Overall, time-to-market assessment can identify opportunities for process optimization, which can lead to increased efficiency and cost savings for the company. By conducting a time-to-market assessment, a company can stay competitive, improve profitability and satisfy its customers. Conducting a time-to-market assessment can lead to setting goals that can enhance the overall well-being of your organization.
Related Article: Why Your CX Investments Might Be Seesawing With Customer Satisfaction and ROI
What Does a Healthy Modern Integration Look Like for a Successful CX?
Typically, A modern integration involves combining different systems, applications, and data sources to create a cohesive and streamlined workflow that enables faster and more efficient development and deployment of products and services.
But, what a modern integration looks like for your company may differ due to varying business requirements, legacy systems, industry regulations and the ever-evolving technology landscape. Companies must consider their unique needs when defining their approach to modern integration.

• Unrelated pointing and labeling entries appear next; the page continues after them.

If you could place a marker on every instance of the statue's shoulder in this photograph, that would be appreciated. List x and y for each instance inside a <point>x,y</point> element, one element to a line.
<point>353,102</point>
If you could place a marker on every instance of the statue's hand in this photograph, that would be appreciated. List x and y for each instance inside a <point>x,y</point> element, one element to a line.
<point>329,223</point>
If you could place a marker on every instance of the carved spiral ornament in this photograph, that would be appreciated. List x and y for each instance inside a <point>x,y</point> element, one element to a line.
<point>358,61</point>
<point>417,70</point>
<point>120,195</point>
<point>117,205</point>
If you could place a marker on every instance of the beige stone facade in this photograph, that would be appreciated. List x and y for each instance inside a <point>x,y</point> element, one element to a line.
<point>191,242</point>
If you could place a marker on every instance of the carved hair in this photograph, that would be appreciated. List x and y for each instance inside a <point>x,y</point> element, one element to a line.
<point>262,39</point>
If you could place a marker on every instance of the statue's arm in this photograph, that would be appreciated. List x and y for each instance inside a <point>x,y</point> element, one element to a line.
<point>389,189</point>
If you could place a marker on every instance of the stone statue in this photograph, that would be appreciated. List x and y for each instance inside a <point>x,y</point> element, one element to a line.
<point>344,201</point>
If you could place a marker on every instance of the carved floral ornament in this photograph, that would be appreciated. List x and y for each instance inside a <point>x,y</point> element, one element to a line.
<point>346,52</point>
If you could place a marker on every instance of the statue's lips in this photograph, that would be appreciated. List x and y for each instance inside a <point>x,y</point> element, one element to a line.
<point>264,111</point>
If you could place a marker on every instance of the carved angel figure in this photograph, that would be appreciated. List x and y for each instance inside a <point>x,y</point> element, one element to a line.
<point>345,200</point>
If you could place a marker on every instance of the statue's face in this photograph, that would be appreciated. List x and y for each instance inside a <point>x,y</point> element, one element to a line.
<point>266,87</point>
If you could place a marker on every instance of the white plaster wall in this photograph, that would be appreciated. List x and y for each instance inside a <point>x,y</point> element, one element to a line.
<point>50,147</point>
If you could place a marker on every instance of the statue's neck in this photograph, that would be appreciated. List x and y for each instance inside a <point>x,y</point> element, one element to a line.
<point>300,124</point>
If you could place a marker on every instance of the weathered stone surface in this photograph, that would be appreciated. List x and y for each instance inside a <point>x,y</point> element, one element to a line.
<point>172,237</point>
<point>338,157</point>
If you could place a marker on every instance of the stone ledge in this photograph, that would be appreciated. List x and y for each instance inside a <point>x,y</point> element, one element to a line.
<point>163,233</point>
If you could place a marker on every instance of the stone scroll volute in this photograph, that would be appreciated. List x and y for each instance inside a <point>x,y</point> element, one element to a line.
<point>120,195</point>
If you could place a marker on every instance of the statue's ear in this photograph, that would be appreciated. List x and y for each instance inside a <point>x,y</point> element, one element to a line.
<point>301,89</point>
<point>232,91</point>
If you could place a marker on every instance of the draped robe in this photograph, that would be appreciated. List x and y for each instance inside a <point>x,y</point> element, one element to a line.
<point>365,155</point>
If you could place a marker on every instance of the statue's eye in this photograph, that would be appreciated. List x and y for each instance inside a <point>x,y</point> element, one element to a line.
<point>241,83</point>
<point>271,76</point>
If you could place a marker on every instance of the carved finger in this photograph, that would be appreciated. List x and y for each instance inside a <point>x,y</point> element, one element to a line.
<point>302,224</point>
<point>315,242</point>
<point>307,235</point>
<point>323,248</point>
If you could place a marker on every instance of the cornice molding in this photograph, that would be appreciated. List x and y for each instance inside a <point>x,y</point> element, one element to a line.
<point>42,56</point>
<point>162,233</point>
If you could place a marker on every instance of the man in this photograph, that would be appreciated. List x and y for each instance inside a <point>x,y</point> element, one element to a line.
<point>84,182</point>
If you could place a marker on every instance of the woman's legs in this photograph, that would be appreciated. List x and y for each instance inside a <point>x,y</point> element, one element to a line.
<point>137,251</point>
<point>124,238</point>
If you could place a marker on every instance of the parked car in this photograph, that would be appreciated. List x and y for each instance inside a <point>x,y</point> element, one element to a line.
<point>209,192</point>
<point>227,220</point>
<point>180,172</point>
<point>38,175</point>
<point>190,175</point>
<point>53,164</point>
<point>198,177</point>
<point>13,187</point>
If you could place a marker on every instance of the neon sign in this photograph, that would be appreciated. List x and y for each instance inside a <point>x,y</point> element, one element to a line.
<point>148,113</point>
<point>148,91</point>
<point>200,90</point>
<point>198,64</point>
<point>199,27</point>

In a healthy modern integration, time to market is typically faster than in traditional development processes, due to the use of agile methodologies, continual integration and delivery, and automated testing and deployment. If your organization is taking the same amount of time to deliver a project when compared to traditional development process or if it's taking longer, then a thorough assessment of your inception and development process is needed to identify and bridge those gaps. These practices help to reduce development time, improve the quality of the product or service and increase the speed at which it can be brought to market.
Moreover, modern integration platforms, such as API management and iPaaS (integration platform as a service), provide pre-built integrations and connectors to different systems, allowing developers to focus on building new features rather than worrying about integration issues. This further accelerates the time to market of new products and services.
Overall, a healthy modern integration involves a culture of agility, collaboration and continual improvement, where development teams work closely with operations teams to deliver high-quality products and services quickly and efficiently.
Final Thoughts on Improving Time-to-Market
The goal of any organization that implements software projects should be to reduce the number of inner iterations with each major step of design, development, and testing, and go-live without compromising on customer experience. Simply automating everything will not increase customer satisfaction, it may not even improve customer experience.
To truly impact customers positively and improve customer satisfaction, it is important to look carefully within your organization, piece-by-piece, and dismantle anything leading to increases in the development lifecycle that does not have a clear goal. Processing projects to death will only decrease ROI, affect the moral of developers and cause frustration among architects.
Instead, focus on results-oriented project implementation. Every step and process must have a reason, a well-defined reason that contributes to the end goal of customer experience improvement.